As the Committee of the Regions (CoR) already underlined in a 2008 opinion, cooperation between clusters is a promising way to strengthen Europe's innovative capacity and attract global attention from investors and innovators. 

European cooperation needs to be upgraded to the level of bench-learning and successful partnering between regions. And for this to happen we must explore new instruments such as regional innovation strategies - including smart specialisation, which allows regions to focus on their strengths.

Over the past few decades Finland has invested heavily in research and development, specialising more recently in the fields of biotechnology and the life sciences. In the late 1990s, Finland and many other member states promoted national cluster programmes with the intention of supporting the most prominent industry clusters - so called mega clusters which drive national growth - through increased financing for collaborative R&D projects. 

To get more out of the cluster policy today, there has been a shift towards regional hubs and the triple helix model of innovation, supported by cooperation between universities, industry and government.

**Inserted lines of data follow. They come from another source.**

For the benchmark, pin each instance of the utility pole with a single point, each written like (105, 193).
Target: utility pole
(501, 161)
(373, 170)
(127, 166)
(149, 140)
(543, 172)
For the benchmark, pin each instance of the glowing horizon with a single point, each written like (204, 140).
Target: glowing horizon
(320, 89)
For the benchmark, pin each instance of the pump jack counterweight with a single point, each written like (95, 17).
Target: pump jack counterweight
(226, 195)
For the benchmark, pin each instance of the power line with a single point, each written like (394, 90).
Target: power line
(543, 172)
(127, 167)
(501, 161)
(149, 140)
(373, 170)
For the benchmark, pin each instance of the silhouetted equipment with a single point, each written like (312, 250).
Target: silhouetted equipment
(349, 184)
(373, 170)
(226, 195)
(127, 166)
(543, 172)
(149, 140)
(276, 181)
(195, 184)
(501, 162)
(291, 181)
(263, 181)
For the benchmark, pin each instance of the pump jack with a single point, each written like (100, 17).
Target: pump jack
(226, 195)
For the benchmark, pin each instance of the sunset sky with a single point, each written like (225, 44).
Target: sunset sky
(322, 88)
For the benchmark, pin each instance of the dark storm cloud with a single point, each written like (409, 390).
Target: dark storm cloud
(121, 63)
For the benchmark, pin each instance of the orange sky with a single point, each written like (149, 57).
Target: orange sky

The Helsinki region is, in many respects, a pioneer when it comes to clusters, much of which is thanks to its attractive base: seven universities, seven universities of applied sciences and several research centres. Focusing on bioeconomy, Helsinki's bio-centres are further supported by 300 companies in the life science sector and 300 working on clean technology, as well as many others in other fields of bioeconomy. 

Together, this provides an excellent research environment for scientists and incubator companies to learn, while offering facilities and services for start-up companies to develop and grow.

I recently participated in the inauguration ceremony for the biggest biotech research unit in Scandinavia. The technology research centre of Finland VTT Ltd has invested €10m in my home city of Espoo in a new bio-factory pilot plant.

Our bioeconomy success is strongly based on multidisciplinary research and pioneering investments. To get more with less requires better understanding of knowledge processes and integrating green ICT and the circular economy.

"Cooperation between clusters is a promising way to strengthen Europe’s innovative capacity and attract global attention from investors and innovators"

In the Helsinki area, we are ready to take our regional cluster policy further by exploring connected innovation infrastructures such as 'future internet' experimentation and test bed facilities, 'living labs' and other resources, which are the backbone for 2020-connected innovation ecosystems across Europe.

Turning back to the national cluster programmes of the 90s, the main difference I see today is that regional cluster programmes can capitalise on local knowhow and assets. Development of their interactions at regional level is part of their assets, if not the condition to their success. 

However, this is not enough as regional clusters must press for national and international cooperation. Policies and tools can be developed that connect networks that are linked with the same product, but in different cities, regions and countries.

The Horizon 2020 funded action entitled 'Cluster facilitated projects for new industrial value chains' will provide €24.9m to fund projects that involve clusters in defining new industrial value chains to support European growth.

While such financial support should be welcomed, the EU should also actively promote cooperation between financial instruments for innovation to facilitate investment in major projects involving several regions from different European countries via clusters. 

The CoR is also placing emphasis on supporting initiatives, which are based on extensive new public-private collaborative concepts and which integrate traditional investments with innovative jobs and growth businesses, through the European fund for strategic investments.

Clusters can be key delivery instruments for both national and regional smart specialisation strategies. The level of government best suited to initiate, implement or fund a policy depends on the governance framework in the region or country, as well as the nature of the policy.

However, there is an economic rationale for all levels of government (local, regional, national and in some cases supranational) to support such policies and for them to be delivered in the spirit of multilevel governance.